W tumanie Malczewski, Jacek (1854 - 1929)

W tumanie

Description:
Jack Malczewski (1854-1929)
was deeply influenced by his family’s love of art and Romantic literature, particularly the poetry of Juliusz Słowacki. He came from a noble, albeit not wealthy, family. His father, Julian, supported him on his path to becoming a painter. The events of 1863, the January Uprising and subsequent repression, left an indelible mark on the young artist. His first teacher was Adolf Dygasiński. From 1867 to 1871 he spent his youth in his uncle Karczewski’s manor in Wielgie. In 1873 he began studying at the School of Fine Arts in Krakow under the tutelage of Jan Matejko. He was a student of Władysław Łuszczkiewicz. He also studied at the École des Beaux-Arts in Paris. He traveled to Italy, Vienna, Munich, Greece, and Minor Asia. From 1896 to 1900 and 1910 to 1914 he was a professor at the Academy of Fine Arts in Krakow. From 1912 to 1914 he was its rector. He began with an idealizing realism, then naturalism, and his works in this period were particularly focused on the fate of exiles in Siberia and Juliusz Słowacki’s “Anhellim”. At the same time, fantastic and allegorical elements began to appear in Malczewski’s works. After his father’s death in 1884, the recurring theme in Malczewski’s work was Thanatos, the god of death. After 1890, his art became purely symbolic. Works that manifest this turn towards symbolism include “Introduction” (1890), “Melancholy” (1890-1894), and “Vicious Circle” (1895-1897). The artist tackled existential, historical, and artistic themes, intertwining classical and biblical motifs with native folklore and the quintessential Polish landscape. Form, color, monumentality of his representations, and their expressiveness became his trademark.

Description of the Picture:
This painting is regarded as one of the most visionary works of Jacek Malczewski. The melancholic landscape, two colorful strips of golden fields and blue sky are separated by the outline of the Rogalin forest,the dark wall of the forest visible from the fields of the Podlesie manor, the socalled royal forest as Edward Raczyński* describes it. The painting was made during the artist‘s stay at the palace in Rogalin in the autumn of 1893.In the mist probably depicts the fear caused by the plague prevailing in the area. The harvest she reaped decimated the local population. Among the immortalized, swirling figures, one can also see the enslaved Poland and its defenders futilely rising above the dust.

The peacefulness of the landscape is disturbed by a foreground group of whirling figures. The unyielding power and solemnity of nature is pitted against a swarm of history; unbridled, unstable, and uncertain. The boundlessness of the sweeping fields, forests, and sky filled with billowing clouds is contrasted with the cramped, constricted, and helpless whirl of the past, which becomes a burden. The group of figures in motion were interpreted in the context of the ravaging cholera epidemic in Rogalin, the fate of the nation, and the symbolic representation of Polish land. The emerging ghosts of the dead turn to their mother, the enslaved Poland. However, she does not embrace her children. Her hands are bound, and her head is turned to the heavens. The men lying at her feet reach out helplessly to her or hide their faces in their hands. They remain nameless. They are not lifted by the aweinspiring gust, but are instead helplessly swept up in it. They emerge from the earth, yet are unable to leave it. The whirl cannot carry them to resurrection.
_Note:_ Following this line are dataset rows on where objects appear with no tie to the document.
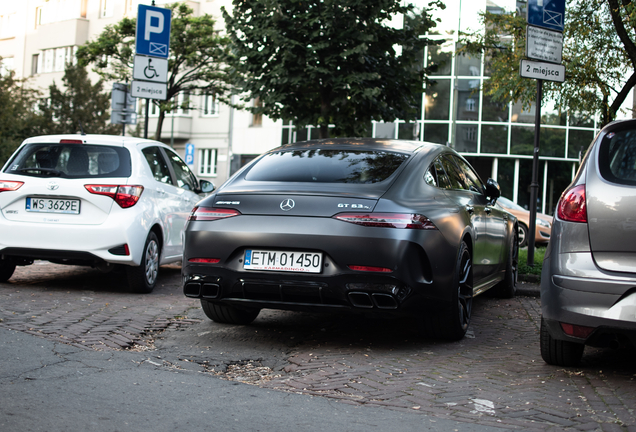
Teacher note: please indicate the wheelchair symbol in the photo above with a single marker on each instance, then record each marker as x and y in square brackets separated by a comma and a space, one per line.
[149, 71]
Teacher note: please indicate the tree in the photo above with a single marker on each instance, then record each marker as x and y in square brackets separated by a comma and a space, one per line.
[79, 101]
[196, 62]
[599, 53]
[18, 119]
[322, 62]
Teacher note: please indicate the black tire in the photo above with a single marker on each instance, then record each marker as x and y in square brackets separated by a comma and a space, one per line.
[508, 286]
[522, 234]
[7, 267]
[558, 352]
[228, 314]
[143, 278]
[453, 322]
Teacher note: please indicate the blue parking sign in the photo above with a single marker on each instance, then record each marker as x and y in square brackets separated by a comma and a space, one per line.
[153, 31]
[548, 14]
[189, 154]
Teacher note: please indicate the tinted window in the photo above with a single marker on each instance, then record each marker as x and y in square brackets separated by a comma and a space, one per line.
[326, 166]
[617, 159]
[436, 176]
[185, 178]
[157, 165]
[455, 176]
[470, 177]
[71, 160]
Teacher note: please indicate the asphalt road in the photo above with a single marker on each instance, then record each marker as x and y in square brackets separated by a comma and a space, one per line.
[79, 353]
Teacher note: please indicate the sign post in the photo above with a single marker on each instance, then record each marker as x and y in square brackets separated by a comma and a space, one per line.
[544, 47]
[152, 45]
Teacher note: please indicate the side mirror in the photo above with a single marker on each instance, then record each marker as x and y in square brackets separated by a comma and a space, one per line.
[493, 191]
[206, 186]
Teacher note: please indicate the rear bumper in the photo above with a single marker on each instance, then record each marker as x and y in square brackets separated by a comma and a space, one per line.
[74, 243]
[574, 291]
[422, 265]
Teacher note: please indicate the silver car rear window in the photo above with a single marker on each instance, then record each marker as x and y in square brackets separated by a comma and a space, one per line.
[617, 157]
[71, 161]
[327, 166]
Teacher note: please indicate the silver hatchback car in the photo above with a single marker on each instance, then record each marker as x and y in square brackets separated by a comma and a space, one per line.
[588, 282]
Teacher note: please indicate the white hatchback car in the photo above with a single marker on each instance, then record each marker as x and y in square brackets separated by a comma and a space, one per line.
[96, 200]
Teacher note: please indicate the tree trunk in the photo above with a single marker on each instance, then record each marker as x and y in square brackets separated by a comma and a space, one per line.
[325, 106]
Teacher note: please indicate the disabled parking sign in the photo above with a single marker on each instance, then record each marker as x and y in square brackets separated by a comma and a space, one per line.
[548, 14]
[153, 31]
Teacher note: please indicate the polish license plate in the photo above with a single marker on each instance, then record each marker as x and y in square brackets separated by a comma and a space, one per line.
[292, 261]
[52, 205]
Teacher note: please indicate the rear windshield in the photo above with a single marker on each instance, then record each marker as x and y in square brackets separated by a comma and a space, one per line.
[327, 166]
[71, 161]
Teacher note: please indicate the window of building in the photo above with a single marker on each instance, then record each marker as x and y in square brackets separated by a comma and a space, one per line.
[207, 162]
[210, 105]
[7, 65]
[35, 64]
[106, 10]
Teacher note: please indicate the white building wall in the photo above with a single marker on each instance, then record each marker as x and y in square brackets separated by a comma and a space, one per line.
[71, 23]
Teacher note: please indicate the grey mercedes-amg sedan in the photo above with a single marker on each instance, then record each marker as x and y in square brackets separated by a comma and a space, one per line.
[385, 227]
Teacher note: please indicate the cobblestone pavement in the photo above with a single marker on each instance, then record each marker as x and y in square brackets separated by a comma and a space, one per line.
[495, 376]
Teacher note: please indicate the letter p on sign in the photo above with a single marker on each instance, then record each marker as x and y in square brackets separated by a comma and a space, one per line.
[149, 28]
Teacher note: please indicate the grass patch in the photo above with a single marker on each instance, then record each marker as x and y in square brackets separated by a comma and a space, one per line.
[539, 254]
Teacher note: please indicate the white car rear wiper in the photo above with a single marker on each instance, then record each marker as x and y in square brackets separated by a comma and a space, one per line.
[51, 171]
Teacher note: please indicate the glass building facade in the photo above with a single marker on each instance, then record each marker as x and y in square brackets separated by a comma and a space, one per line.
[496, 138]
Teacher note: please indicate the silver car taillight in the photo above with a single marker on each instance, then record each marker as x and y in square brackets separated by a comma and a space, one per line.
[571, 206]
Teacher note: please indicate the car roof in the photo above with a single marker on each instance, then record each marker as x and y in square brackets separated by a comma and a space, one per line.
[91, 139]
[404, 146]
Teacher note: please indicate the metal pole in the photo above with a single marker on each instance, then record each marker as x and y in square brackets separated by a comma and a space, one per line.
[147, 116]
[534, 186]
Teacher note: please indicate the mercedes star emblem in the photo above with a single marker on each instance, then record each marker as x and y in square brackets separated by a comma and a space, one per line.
[287, 204]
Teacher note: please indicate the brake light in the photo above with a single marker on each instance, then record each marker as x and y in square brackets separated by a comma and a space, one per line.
[7, 185]
[209, 213]
[571, 206]
[388, 220]
[370, 269]
[124, 195]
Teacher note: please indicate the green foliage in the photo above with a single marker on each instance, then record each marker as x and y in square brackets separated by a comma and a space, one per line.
[196, 63]
[599, 54]
[539, 254]
[79, 101]
[321, 62]
[17, 116]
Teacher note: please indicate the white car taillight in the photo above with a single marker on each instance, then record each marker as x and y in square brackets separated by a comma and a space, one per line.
[8, 185]
[124, 195]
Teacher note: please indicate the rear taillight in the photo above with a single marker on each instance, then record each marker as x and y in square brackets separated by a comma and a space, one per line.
[210, 213]
[571, 206]
[124, 195]
[7, 185]
[388, 220]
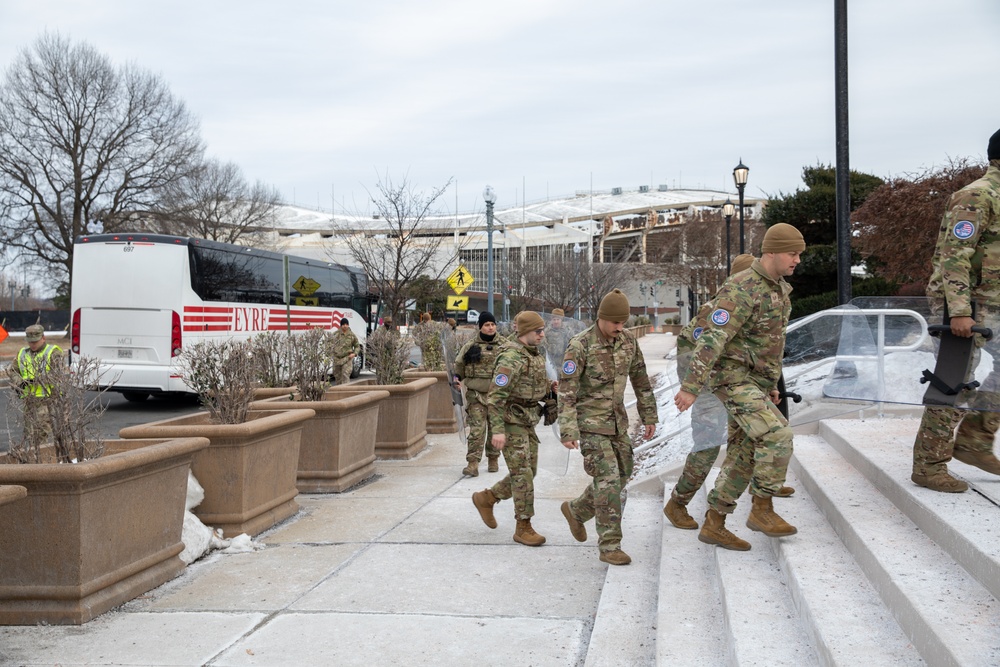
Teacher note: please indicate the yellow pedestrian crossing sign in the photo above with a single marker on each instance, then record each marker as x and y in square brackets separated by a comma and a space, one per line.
[459, 280]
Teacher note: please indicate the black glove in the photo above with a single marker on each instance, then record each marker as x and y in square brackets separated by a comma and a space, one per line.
[473, 355]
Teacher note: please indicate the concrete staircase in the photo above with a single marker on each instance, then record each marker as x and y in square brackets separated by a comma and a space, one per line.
[882, 572]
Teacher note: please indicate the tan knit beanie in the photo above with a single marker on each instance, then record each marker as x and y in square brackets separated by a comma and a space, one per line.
[782, 237]
[741, 263]
[614, 307]
[528, 320]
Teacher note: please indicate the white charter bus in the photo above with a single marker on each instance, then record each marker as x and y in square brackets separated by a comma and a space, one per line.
[137, 300]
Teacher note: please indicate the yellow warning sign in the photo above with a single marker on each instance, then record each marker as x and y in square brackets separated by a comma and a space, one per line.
[459, 280]
[458, 303]
[306, 286]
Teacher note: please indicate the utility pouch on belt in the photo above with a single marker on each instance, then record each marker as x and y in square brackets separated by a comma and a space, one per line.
[550, 409]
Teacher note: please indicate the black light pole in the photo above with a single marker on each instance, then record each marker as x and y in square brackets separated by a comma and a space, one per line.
[490, 196]
[728, 210]
[740, 174]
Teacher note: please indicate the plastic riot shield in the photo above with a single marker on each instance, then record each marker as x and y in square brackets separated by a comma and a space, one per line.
[895, 350]
[451, 343]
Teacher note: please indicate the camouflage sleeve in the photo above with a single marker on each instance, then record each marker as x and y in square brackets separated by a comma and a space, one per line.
[645, 400]
[574, 363]
[956, 252]
[732, 308]
[503, 377]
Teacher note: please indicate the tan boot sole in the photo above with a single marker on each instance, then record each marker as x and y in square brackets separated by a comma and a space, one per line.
[752, 525]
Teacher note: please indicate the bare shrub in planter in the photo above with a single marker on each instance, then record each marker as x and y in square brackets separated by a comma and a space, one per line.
[272, 351]
[223, 374]
[66, 414]
[388, 352]
[311, 356]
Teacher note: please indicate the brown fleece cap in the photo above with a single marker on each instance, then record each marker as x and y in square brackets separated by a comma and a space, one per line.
[782, 237]
[614, 307]
[528, 320]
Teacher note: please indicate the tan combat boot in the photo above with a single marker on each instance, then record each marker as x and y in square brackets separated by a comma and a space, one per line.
[576, 527]
[616, 557]
[982, 460]
[679, 516]
[714, 531]
[763, 518]
[940, 481]
[484, 501]
[526, 535]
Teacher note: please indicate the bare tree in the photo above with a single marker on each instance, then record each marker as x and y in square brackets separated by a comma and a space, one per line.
[81, 139]
[401, 248]
[216, 202]
[909, 207]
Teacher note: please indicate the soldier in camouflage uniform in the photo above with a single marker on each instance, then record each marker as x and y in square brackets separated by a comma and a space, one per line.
[738, 356]
[474, 368]
[557, 337]
[519, 384]
[344, 347]
[966, 269]
[431, 350]
[708, 421]
[597, 364]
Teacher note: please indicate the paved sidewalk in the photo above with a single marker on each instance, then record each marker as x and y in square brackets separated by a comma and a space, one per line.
[400, 570]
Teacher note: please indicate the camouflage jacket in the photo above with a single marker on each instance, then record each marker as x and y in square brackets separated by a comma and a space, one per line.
[744, 339]
[344, 342]
[478, 376]
[519, 383]
[967, 256]
[592, 384]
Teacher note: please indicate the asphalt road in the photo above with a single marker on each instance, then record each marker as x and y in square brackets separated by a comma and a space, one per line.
[118, 414]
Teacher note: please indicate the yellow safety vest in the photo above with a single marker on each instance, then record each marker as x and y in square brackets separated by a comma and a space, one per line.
[27, 364]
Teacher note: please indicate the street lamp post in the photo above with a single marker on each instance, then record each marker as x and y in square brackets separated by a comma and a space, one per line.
[490, 196]
[740, 174]
[728, 210]
[577, 249]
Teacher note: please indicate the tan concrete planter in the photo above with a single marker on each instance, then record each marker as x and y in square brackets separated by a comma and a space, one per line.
[10, 493]
[90, 536]
[337, 449]
[402, 417]
[248, 470]
[440, 409]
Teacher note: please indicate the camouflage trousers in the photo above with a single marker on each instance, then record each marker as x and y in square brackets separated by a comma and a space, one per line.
[342, 371]
[480, 434]
[758, 452]
[608, 460]
[937, 438]
[521, 455]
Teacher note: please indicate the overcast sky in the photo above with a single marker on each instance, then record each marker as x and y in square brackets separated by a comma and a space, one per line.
[319, 98]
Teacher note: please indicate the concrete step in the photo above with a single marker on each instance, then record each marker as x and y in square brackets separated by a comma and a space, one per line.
[946, 613]
[625, 626]
[966, 525]
[761, 623]
[844, 616]
[688, 628]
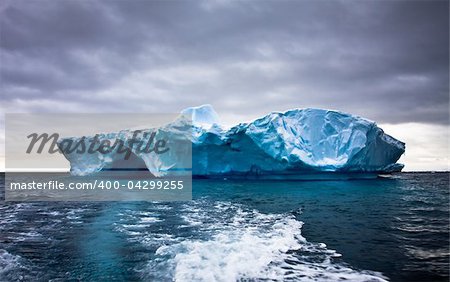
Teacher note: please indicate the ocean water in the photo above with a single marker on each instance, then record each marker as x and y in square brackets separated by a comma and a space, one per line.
[394, 229]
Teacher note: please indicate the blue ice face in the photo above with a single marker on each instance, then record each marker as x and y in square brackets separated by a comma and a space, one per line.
[286, 145]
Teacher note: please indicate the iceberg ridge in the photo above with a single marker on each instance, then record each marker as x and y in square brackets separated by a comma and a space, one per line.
[280, 145]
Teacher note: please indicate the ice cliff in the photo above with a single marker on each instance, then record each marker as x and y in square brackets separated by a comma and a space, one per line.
[287, 145]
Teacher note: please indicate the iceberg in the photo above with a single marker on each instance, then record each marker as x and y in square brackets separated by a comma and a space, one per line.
[296, 144]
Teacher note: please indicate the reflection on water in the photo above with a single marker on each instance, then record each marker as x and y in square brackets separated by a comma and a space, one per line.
[370, 230]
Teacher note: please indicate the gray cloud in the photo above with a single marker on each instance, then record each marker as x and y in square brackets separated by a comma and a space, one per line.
[387, 61]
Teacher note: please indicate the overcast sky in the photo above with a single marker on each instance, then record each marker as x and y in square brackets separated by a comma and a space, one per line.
[384, 60]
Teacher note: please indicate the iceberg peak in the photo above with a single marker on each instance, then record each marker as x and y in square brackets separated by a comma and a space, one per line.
[294, 144]
[202, 116]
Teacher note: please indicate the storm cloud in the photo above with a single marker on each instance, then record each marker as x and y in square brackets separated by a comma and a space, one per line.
[387, 61]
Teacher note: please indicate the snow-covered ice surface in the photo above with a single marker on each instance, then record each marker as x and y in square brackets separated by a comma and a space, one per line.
[296, 144]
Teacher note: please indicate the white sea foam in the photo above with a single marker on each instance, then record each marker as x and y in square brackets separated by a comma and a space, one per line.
[244, 244]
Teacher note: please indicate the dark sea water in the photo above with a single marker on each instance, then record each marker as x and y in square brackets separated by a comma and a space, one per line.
[393, 229]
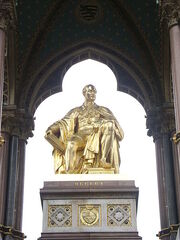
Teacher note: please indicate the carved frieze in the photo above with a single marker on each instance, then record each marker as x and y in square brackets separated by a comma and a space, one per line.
[170, 12]
[89, 215]
[59, 216]
[119, 215]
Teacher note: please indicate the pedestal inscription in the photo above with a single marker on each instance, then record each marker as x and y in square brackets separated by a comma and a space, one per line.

Significant for the interpretation of the work is the title of the painting written on its reverse side by the painter. In popular beliefs and legends, it was usually the devil who appeared in a cloud of sand and dust, and who announced evil. His arrival was a sign of misfortune, in which the travellers he had encountered were plunged. In this context, it is not the painted figures that are the most important, but rather the power that collects its harvest on an empty field and forever connects it with subjugated Poland.